Sreeranga Rajan of Fujitsu Laboratories of America, Neel Sundaresan of eBay and Wilco Van Ginkel of Verizon will co-chair the group, representing three companies that are no stranger to the responsibility for protecting massive amounts of data.

The BDWG is primarily devoted to defining best practices for security and privacy in big data. Its other stated goals are lofty as well: “help industry and government on adoption of best practices, establish liaisons with other organizations in order to coordinate the development of big data security and privacy standards and accelerate the adoption of novel research aimed to address security and privacy issues,” it said.

To get its arms around the beast, the group will focus in on six specific themes within which to organize their efforts.
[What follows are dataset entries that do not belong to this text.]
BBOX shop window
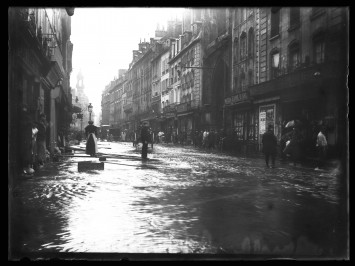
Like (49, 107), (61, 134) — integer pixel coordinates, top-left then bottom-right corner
(313, 34), (325, 64)
(234, 112), (246, 140)
(270, 50), (280, 79)
(270, 7), (280, 38)
(288, 41), (300, 71)
(248, 112), (257, 141)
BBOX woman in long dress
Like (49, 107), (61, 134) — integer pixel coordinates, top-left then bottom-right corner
(85, 121), (98, 156)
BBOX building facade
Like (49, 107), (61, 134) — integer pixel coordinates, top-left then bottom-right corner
(9, 7), (74, 180)
(245, 7), (348, 157)
(100, 7), (348, 157)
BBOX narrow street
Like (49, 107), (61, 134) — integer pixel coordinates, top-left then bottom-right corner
(10, 141), (347, 258)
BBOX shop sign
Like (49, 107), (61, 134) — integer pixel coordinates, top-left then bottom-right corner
(231, 91), (249, 104)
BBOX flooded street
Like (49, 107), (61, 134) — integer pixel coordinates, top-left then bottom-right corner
(10, 141), (347, 258)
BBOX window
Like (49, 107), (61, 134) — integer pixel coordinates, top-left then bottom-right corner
(241, 8), (247, 22)
(248, 70), (253, 86)
(240, 71), (246, 91)
(289, 7), (300, 28)
(271, 8), (280, 38)
(240, 32), (247, 60)
(288, 41), (300, 71)
(313, 35), (325, 64)
(217, 9), (227, 35)
(248, 28), (254, 57)
(270, 50), (280, 79)
(248, 112), (257, 141)
(234, 76), (238, 92)
(233, 112), (246, 140)
(233, 38), (238, 64)
(191, 48), (195, 66)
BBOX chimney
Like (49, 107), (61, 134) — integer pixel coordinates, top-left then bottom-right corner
(133, 50), (140, 60)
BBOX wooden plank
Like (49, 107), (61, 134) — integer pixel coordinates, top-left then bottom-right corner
(78, 161), (104, 172)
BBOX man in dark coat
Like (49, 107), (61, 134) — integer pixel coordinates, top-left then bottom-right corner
(141, 123), (150, 160)
(262, 124), (278, 168)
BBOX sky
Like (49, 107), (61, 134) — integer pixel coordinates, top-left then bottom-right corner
(69, 8), (185, 119)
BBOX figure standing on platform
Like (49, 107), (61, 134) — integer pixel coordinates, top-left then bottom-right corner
(85, 121), (98, 157)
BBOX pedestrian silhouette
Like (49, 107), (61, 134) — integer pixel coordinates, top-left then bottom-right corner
(85, 121), (98, 157)
(262, 124), (278, 168)
(141, 123), (150, 160)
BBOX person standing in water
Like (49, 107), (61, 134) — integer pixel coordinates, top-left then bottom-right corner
(85, 121), (98, 157)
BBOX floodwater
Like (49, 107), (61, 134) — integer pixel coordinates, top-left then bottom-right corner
(9, 141), (348, 258)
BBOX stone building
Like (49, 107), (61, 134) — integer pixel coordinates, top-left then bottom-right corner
(163, 9), (205, 144)
(200, 8), (232, 132)
(9, 7), (74, 179)
(228, 7), (348, 157)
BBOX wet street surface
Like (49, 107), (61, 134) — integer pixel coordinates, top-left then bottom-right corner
(10, 141), (348, 259)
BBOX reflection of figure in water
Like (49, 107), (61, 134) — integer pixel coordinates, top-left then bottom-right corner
(85, 121), (98, 157)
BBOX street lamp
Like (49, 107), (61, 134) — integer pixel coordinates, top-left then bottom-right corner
(88, 103), (93, 121)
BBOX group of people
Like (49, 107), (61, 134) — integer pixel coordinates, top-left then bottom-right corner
(80, 119), (329, 168)
(21, 112), (49, 175)
(262, 124), (328, 169)
(194, 129), (224, 150)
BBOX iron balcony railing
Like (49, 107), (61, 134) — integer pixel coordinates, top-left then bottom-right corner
(176, 99), (196, 113)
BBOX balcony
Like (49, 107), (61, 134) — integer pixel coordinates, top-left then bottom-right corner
(249, 62), (344, 98)
(176, 100), (196, 113)
(163, 103), (177, 115)
(151, 94), (161, 103)
(123, 102), (133, 112)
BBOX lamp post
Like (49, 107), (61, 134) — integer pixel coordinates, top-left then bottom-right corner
(88, 103), (93, 122)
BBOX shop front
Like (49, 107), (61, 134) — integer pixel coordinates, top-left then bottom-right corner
(223, 91), (258, 154)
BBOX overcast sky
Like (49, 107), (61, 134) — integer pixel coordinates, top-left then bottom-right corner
(69, 7), (184, 115)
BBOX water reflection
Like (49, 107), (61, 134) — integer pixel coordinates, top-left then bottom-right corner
(11, 142), (346, 257)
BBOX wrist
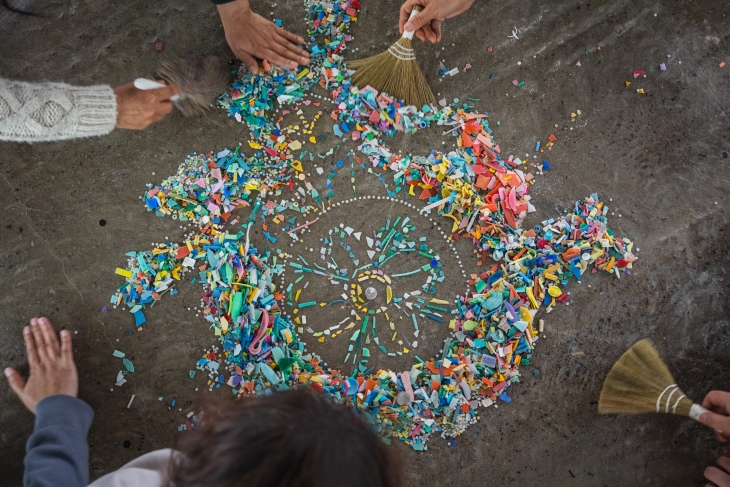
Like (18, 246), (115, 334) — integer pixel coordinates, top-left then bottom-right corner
(216, 0), (249, 13)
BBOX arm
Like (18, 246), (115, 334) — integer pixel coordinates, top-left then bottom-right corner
(0, 78), (116, 142)
(0, 78), (180, 142)
(24, 395), (94, 487)
(3, 317), (89, 487)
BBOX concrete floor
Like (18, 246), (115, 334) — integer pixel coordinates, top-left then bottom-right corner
(1, 0), (729, 485)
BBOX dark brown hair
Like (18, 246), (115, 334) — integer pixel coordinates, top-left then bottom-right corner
(1, 0), (41, 16)
(169, 388), (402, 487)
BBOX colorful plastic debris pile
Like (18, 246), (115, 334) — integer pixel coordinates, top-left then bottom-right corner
(111, 0), (638, 451)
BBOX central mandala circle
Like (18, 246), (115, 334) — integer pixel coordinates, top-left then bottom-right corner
(279, 195), (467, 372)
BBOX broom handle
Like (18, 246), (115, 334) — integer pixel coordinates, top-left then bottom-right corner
(689, 403), (709, 420)
(133, 78), (181, 101)
(401, 4), (423, 40)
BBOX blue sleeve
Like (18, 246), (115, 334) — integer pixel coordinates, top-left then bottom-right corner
(24, 395), (94, 487)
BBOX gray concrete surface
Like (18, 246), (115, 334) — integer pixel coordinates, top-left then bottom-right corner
(1, 0), (729, 485)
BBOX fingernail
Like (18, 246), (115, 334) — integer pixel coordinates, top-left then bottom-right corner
(23, 327), (30, 335)
(700, 412), (708, 422)
(4, 368), (12, 378)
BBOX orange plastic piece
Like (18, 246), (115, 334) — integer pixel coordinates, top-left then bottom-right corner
(562, 247), (581, 260)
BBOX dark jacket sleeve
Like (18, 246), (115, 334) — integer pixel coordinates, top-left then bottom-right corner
(210, 0), (235, 4)
(24, 395), (94, 487)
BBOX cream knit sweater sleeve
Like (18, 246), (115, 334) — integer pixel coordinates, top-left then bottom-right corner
(0, 78), (117, 142)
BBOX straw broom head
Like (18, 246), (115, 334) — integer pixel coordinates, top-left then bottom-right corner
(156, 57), (230, 117)
(348, 5), (436, 107)
(598, 339), (708, 420)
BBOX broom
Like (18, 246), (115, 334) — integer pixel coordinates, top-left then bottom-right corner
(134, 57), (230, 117)
(348, 5), (436, 107)
(598, 339), (709, 421)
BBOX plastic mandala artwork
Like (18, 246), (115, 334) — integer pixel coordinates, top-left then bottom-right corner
(110, 0), (638, 450)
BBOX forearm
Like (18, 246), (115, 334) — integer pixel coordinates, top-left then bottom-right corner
(0, 78), (117, 142)
(24, 395), (94, 487)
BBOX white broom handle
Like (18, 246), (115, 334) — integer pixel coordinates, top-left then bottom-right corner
(689, 403), (709, 421)
(402, 6), (421, 40)
(133, 78), (181, 101)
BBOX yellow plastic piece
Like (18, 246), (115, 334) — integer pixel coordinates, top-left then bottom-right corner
(115, 268), (132, 278)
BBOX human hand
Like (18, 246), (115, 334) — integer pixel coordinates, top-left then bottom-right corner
(399, 0), (476, 43)
(4, 317), (78, 414)
(705, 456), (730, 487)
(217, 0), (309, 74)
(699, 391), (730, 442)
(113, 82), (179, 130)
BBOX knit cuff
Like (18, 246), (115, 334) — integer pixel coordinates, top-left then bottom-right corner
(68, 84), (117, 138)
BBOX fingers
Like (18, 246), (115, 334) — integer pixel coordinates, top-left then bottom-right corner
(237, 50), (260, 74)
(718, 456), (730, 472)
(699, 410), (730, 438)
(704, 391), (730, 415)
(38, 317), (59, 360)
(274, 25), (305, 46)
(59, 329), (74, 367)
(263, 49), (299, 70)
(30, 319), (48, 362)
(706, 465), (730, 487)
(273, 33), (310, 65)
(23, 325), (40, 368)
(431, 19), (442, 42)
(150, 84), (180, 102)
(421, 21), (437, 43)
(400, 0), (424, 33)
(399, 0), (415, 34)
(404, 10), (429, 34)
(4, 368), (26, 397)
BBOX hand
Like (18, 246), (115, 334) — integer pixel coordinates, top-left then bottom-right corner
(216, 0), (309, 74)
(399, 0), (476, 43)
(113, 82), (179, 130)
(699, 391), (730, 441)
(705, 456), (730, 487)
(4, 317), (78, 414)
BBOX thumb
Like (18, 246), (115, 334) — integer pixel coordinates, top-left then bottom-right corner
(4, 368), (26, 396)
(699, 410), (730, 433)
(237, 51), (259, 75)
(404, 6), (435, 34)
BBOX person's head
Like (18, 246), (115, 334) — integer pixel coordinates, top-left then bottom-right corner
(169, 388), (402, 487)
(1, 0), (41, 16)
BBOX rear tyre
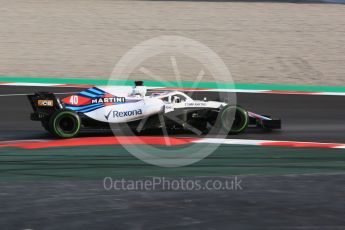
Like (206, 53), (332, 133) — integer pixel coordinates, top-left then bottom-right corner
(220, 105), (249, 134)
(49, 110), (81, 138)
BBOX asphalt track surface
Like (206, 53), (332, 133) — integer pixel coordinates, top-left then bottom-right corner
(1, 85), (345, 143)
(1, 174), (345, 230)
(1, 85), (345, 229)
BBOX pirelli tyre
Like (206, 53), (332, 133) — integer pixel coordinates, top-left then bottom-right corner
(49, 110), (81, 138)
(219, 105), (249, 134)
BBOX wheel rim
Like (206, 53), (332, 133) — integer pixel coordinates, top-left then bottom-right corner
(53, 112), (80, 138)
(221, 107), (248, 133)
(57, 116), (77, 133)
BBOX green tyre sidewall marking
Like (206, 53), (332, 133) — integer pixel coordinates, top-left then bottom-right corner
(221, 106), (249, 134)
(50, 110), (81, 138)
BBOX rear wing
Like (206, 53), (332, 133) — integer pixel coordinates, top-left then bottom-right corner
(27, 92), (63, 121)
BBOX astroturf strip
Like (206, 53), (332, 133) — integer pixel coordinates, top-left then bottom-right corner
(1, 145), (345, 181)
(1, 76), (345, 92)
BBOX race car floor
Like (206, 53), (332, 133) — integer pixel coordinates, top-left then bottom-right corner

These include Big Data-scale crypto, cloud infrastructure, data analytics for security, framework and taxonomy, policy and governance, and privacy.

“Everyday 2.5 quintillion bytes of data are being created, resulting in a myriad number of data security and cloud-computing security concerns,” said Rajan. “By collaborating as a global community of thought leaders and researchers, we are not only looking to help the industry overcome these challenges but also to leverage new opportunities for the monitoring and detection of security threats enabled by Big Data.”

For starters, the group will create an experimental platform of test data sets from different industry verticals such as e-commerce and healthcare. It’s also working on a research report for the fall, which will identify the unique technical and organizational problems that come with addressing big data security and privacy.

From there, additional reports will tackle the issues of establishing security and privacy test beds to help strengthen security and privacy of Big Data cloud platforms, specific actionable information for Big Data security and privacy, and creating standards for Big Data security and privacy best practices.

The CSA has been busy this week, also announcing a three-tier certification initiative to provide end users with greater trust in the security measures employed by web-based and cloud application providers, along with a reduction in risk, improvement in incident recovery time and overall good information governance for the providers themselves.

“The rise of cloud as a global compute utility creates a mandate to better harmonize compliance concerns,” said Daniele Catteddu, managing director for EMEA at the CSA. “A key challenge the cloud industry faces is reassuring its customers that the service they provide is not only secure but can recover from any incidents with minimal disruption.”